The vector representation consists of many numbers (vector dimensionality could be 1,024 or 2,048, so it’s always something to the power of 2 for some reason).
Binary classification problem
Using this vector we want to build a model that makes a prediction. Let’s start with a *binary classification problem*. “Is this image a t-shirt or not?”. The vector is x and y = {0, 1} with 0 means not a t-shirt, and 1 means a t-shirt. Here we use logistic regression. g(x)=sigmoid(xTw). x is the feature vector and we have to train a regression model to get the weights (w). The output of this would be the probability that this x is a t-shirt.
With this vector w we can make a prediction by multiplying x1*w1 + x2*w2 + … + xn*wn. Then we take this sum and turn it into probability by using sigmoid. The output then is the probability for being a t-shirt.
Multiple classification problem
What to do in case of multiple classes? We can build one model for each class – one for shirt, one for t-shirt, and one for dress. So we get another w vector for shirts and we can do the same for dresses. So we end up with three different w vectors each for one class. But in case of three sigmoid functions we use something different. A sigmoid for multiple classes is called softmax. The output of softmax will have three numbers (in this case here). The first number will contain the probability of x being a shirt, then the second will be the probability of x being a t-shirt and the last one for the probability of x being a dress.
So what happens here is, we put multiple logistic regressions together and as a result we got a neural network.
| DENSE | Layer |
|---|---|
| |x1| | |
| |x2| | |
| |x3| | | 0 | |
| | . | | | 0 | |
| | . | | | 0 | |
| | . | | |
| | xn | | |
| Input | Output |
This layer is called a dense layer. It’s dense because it connects each element of the input with all the elements of its output. For this reason, these layers are sometimes called “fully connected”.
Each of the output elements has its own w (w1, w2, w3), so there is a W:
|–w1–|
W = |–w2–|
|–w3–|
All we need to do to transform the column vector x to the output is W*x.
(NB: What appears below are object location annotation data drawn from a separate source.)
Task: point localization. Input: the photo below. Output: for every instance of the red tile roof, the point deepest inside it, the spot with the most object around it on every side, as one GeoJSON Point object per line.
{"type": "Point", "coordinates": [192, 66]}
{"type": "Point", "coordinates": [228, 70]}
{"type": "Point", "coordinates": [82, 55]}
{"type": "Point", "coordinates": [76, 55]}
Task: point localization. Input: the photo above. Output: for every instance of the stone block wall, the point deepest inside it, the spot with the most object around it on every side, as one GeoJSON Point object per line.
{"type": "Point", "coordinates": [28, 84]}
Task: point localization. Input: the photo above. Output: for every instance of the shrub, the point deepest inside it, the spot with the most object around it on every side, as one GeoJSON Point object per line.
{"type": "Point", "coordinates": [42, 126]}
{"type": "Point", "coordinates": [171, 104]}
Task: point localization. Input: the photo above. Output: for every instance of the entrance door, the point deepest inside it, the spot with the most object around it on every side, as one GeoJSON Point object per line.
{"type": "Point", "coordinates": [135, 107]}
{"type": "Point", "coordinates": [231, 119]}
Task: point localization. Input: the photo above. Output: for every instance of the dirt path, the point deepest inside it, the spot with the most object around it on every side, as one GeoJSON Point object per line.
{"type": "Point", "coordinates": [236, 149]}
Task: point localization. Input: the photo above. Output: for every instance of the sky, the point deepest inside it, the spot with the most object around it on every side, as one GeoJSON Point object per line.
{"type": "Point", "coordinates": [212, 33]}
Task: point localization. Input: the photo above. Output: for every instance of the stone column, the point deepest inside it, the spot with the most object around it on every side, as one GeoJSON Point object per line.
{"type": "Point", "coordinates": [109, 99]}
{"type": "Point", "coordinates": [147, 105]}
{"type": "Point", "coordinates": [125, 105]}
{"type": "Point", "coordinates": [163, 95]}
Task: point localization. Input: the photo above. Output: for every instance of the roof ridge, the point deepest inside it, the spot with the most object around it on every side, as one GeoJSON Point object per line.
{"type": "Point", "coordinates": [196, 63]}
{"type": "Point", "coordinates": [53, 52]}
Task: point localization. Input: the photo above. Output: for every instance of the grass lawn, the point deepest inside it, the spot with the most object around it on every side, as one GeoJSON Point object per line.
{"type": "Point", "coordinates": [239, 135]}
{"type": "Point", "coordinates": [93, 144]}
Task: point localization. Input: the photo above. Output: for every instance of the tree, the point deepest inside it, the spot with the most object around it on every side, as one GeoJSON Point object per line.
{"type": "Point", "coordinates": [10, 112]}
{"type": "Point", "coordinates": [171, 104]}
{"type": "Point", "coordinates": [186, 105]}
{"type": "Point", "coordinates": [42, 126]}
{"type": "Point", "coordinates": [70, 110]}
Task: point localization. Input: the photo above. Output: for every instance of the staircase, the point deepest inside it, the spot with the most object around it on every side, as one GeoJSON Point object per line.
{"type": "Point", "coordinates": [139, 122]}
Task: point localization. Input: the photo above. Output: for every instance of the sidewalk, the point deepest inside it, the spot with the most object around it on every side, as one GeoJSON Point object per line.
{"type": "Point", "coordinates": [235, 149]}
That means the dense layer is a matrix multiplication.
We can put multiple dense layers together. Then we have an inner dense layer and an outer dense layer.
Summary
To summarize we have seen the following steps from image to prediction.
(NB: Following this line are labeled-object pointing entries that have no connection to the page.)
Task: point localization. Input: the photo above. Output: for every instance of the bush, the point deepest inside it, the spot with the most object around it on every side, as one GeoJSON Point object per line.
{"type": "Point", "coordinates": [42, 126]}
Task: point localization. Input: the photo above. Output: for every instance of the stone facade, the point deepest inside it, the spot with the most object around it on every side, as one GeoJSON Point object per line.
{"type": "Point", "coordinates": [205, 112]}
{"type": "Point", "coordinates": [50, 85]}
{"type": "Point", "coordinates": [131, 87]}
image –> conv layers –> vector representation –> dense layers –> prediction
This gives just a high-level overview about the internals of convolutional neural networks. There are many other internals and other layers as well. For more in-depth knowledge check the notes of the course CS231n Convolutional Neural Networks for Visual Recognition.
There is one important layer that hasn’t covered here, the “pooling layer”. The purpose of this layer is that we can reduce the size of convolutional layers. The reason for doing this is reducing the size leads to having fewer parameters. You can for example reduce a 200×200 into a 100×100 image. Especially this layer is described very good in the course notes of CS231n.